In order to do this, we use the aforementioned helper macros to override what the configuration schema uses for the title/description, which lets us leave the developer-facing documentation as-is. That looks roughly like this:

/// Source-specific end-to-end acknowledgements configuration.
///
/// This type exists solely to provide a source-specific description of the `acknowledgements`
/// setting, as it is deprecated, and we still need to maintain a way to expose it in the
/// documentation before it's removed while also making sure people know it shouldn't be used.
#[configurable_component]
#[configurable(title = "Controls how acknowledgements are handled by this source.")]
#[configurable(
    description = "This setting is **deprecated** in favor of enabling `acknowledgements` at the [global][global_acks] or sink level. \
Enabling or disabling acknowledgements at the source level has **no effect** on acknowledgement behavior.

See [End-to-end Acknowledgements][e2e_acks] for more information on how Vector handles event acknowledgement.

[global_acks]: https://vector.dev/docs/reference/configuration/global-options/#acknowledgements
[e2e_acks]: https://vector.dev/docs/about/under-the-hood/architecture/end-to-end-acknowledgements/"
)]
#[derive(Clone, Copy, Debug, Default, Eq, PartialEq)]
pub struct SourceAcknowledgementsConfig {
    /// Whether or not end-to-end acknowledgements are enabled for this source.
    enabled: Option<bool>,
}

It's not the prettiest thing, but you'll note how we override both the title and description, and go as far as using normal Markdown syntax to provide links and emphasis when mentioning that the setting is deprecated.

Fields with missing examples

Many of our configuration fields have "example" values that we show in-line in the user-facing documentation.
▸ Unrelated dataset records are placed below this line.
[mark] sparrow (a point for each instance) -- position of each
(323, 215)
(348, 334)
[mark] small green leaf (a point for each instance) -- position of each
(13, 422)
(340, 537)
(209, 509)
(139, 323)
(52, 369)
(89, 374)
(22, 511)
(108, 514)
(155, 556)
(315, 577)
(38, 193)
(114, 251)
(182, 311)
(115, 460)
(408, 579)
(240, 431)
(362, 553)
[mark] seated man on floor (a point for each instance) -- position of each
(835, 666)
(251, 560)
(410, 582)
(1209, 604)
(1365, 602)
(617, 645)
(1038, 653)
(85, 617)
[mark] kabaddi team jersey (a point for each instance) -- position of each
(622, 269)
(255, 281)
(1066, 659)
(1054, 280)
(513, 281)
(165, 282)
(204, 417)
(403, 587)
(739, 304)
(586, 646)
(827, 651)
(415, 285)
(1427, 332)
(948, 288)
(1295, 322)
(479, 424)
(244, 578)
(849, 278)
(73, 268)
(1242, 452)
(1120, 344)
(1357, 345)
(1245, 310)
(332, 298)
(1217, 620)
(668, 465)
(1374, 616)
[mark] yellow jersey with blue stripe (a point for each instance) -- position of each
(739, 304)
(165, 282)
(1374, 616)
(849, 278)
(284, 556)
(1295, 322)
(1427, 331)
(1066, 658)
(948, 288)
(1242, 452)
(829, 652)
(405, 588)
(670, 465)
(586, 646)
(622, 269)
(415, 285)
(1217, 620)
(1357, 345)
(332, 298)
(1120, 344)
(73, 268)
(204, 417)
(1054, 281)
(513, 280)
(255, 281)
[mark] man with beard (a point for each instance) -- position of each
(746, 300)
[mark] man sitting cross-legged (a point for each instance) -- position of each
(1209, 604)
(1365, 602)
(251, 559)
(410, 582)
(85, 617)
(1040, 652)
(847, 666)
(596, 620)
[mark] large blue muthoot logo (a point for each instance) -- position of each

Those are entirely hand-written, and so must be ported back into the source code.

We can add examples easily by using the following helper macro:

/// Proxy endpoint to use when proxying HTTP traffic.
///
/// Must be a valid URI string.
#[configurable(validation(format = "uri"))]
#[configurable(metadata(docs::examples = "http://foo.bar:3128"))]
#[serde(default)]
pub http: Option<String>,

Only string values can be passed in, but you can use raw strings, multi-line strings, whatever, so long as it's a valid Rust string literal. You can also specify multiple of these which will lead to the examples simply being merged together:

#[configurable(metadata(
    docs::examples = "http://foo.bar:3128",
    docs::examples = "https://wee.wooo",
    docs::examples = "http://oh.noooo.com",
))]

Fields with missing/different units, or "syntax" values

We've juiced up our user-facing documentation very well with lots of metadata like the units for a given field, or "syntax" values that allow richer output, such as any field which accepts a VRL program fragment having a remap_program syntax, which adds richly-styled boilerplate to that field's documentation to demonstrate usage.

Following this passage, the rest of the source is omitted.